You sure about that? I thought an XP recovery disc allowed an XP MBR to be made, oh well; best not to try it!
The only thing that would even remotely possibly make a XP MBR would be the recovery console. And that doesn't have a FDISK command; the proper way is FIXMBR.
In this case, it looks more like a DOS installation booting to run ghost, in which case FDISK (if present) would write a DOS MBR.
basically, for windows and DOS from windows 9x/ME and earlier, you would use FDISK /MBR; for Windows NT (including XP) you use FIXMBR. Except for Vista and Windows 7, since I've never had to run a recovery of any sort on those systems (it's probably part of the "repair" on the discs, though).
Of course, this little "recovery" disc is a bit strange- It's really just a shell around ghost.
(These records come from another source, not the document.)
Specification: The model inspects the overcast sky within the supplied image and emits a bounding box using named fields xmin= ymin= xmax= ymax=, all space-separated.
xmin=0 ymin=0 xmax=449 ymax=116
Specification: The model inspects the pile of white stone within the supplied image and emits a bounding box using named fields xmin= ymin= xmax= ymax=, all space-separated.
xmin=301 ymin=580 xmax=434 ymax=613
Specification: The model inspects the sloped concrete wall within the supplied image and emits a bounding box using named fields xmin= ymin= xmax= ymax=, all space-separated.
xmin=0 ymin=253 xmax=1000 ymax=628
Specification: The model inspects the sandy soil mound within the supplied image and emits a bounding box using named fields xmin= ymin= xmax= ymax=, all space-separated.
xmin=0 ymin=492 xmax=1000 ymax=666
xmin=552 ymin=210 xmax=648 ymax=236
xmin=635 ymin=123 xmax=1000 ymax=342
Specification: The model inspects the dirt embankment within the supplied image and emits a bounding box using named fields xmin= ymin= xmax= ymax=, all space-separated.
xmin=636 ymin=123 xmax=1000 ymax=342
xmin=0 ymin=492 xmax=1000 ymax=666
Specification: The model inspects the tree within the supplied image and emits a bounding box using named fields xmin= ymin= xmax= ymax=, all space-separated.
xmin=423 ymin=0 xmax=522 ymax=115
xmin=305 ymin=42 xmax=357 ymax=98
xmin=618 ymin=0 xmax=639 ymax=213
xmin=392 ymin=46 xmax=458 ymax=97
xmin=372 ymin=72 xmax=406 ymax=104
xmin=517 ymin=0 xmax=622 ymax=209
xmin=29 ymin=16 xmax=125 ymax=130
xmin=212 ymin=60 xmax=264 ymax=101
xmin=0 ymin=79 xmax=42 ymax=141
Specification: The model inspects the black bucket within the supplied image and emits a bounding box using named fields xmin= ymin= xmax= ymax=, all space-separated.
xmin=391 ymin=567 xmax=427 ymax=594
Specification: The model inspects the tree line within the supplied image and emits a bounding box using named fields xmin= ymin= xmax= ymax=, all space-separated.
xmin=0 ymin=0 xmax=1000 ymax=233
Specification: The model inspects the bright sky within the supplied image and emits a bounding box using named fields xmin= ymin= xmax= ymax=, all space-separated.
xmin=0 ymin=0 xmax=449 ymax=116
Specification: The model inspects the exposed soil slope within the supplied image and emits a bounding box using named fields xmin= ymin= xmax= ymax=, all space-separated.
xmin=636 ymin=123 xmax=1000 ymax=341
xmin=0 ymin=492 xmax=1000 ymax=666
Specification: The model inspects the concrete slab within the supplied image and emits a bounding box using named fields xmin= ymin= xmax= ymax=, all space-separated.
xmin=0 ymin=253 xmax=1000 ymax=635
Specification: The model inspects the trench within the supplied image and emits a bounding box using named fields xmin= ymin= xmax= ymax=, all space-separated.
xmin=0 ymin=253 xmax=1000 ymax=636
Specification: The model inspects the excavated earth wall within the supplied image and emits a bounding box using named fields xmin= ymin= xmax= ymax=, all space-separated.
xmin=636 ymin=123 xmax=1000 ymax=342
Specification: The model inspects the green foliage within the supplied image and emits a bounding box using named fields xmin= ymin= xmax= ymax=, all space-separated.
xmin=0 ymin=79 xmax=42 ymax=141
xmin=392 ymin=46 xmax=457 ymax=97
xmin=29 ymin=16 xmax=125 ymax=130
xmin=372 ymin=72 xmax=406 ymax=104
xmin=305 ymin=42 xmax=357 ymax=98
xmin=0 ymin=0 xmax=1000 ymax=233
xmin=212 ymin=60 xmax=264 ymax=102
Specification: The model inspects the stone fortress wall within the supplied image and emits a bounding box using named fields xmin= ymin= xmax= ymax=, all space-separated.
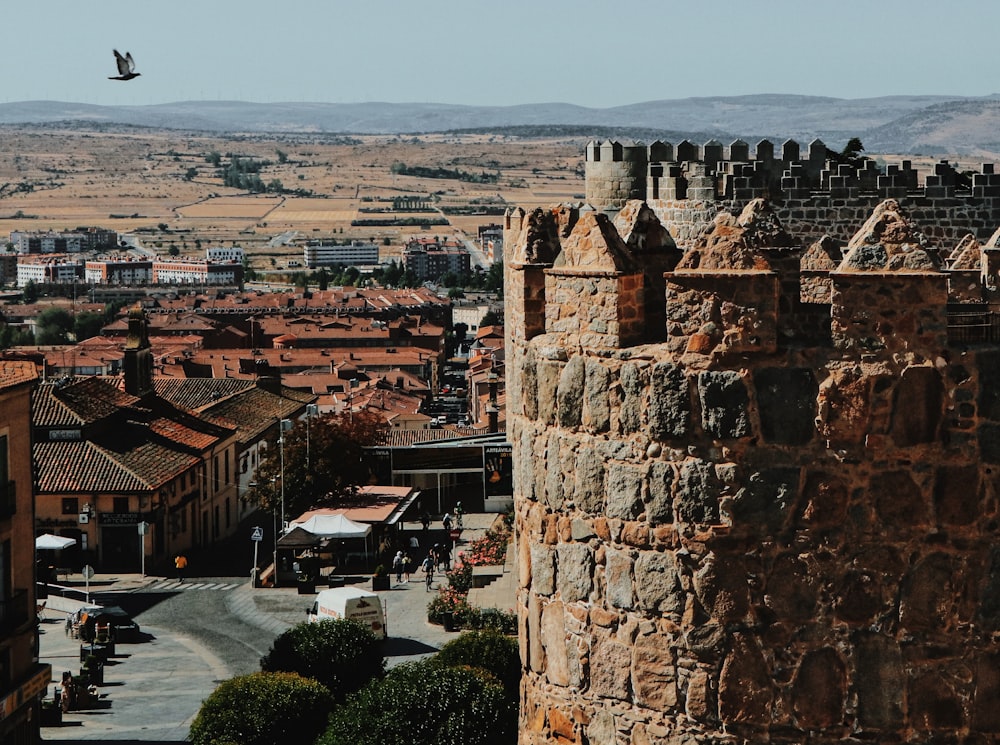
xmin=504 ymin=148 xmax=1000 ymax=745
xmin=585 ymin=140 xmax=1000 ymax=246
I was going to say I was surprised but then I saw this was an eMachines - (which also explains why they didn't create the menu properly, heh)
Another thing that half-confirms that this is a rather standard MS-DOS OS, rather then some sort of recovery console thingamajig, was the seemingly peculiar operation of "MORE". with Pre-NT "command.com" the pipe redirection character would be performed via the creation of some temporary files. Normally, these are created in the "TEMP" directory (that is, using the environment variable). However, when no TEMP variable is set, it just uses the current directory. In this case, since the installation is really running off of a read-only media, it can't.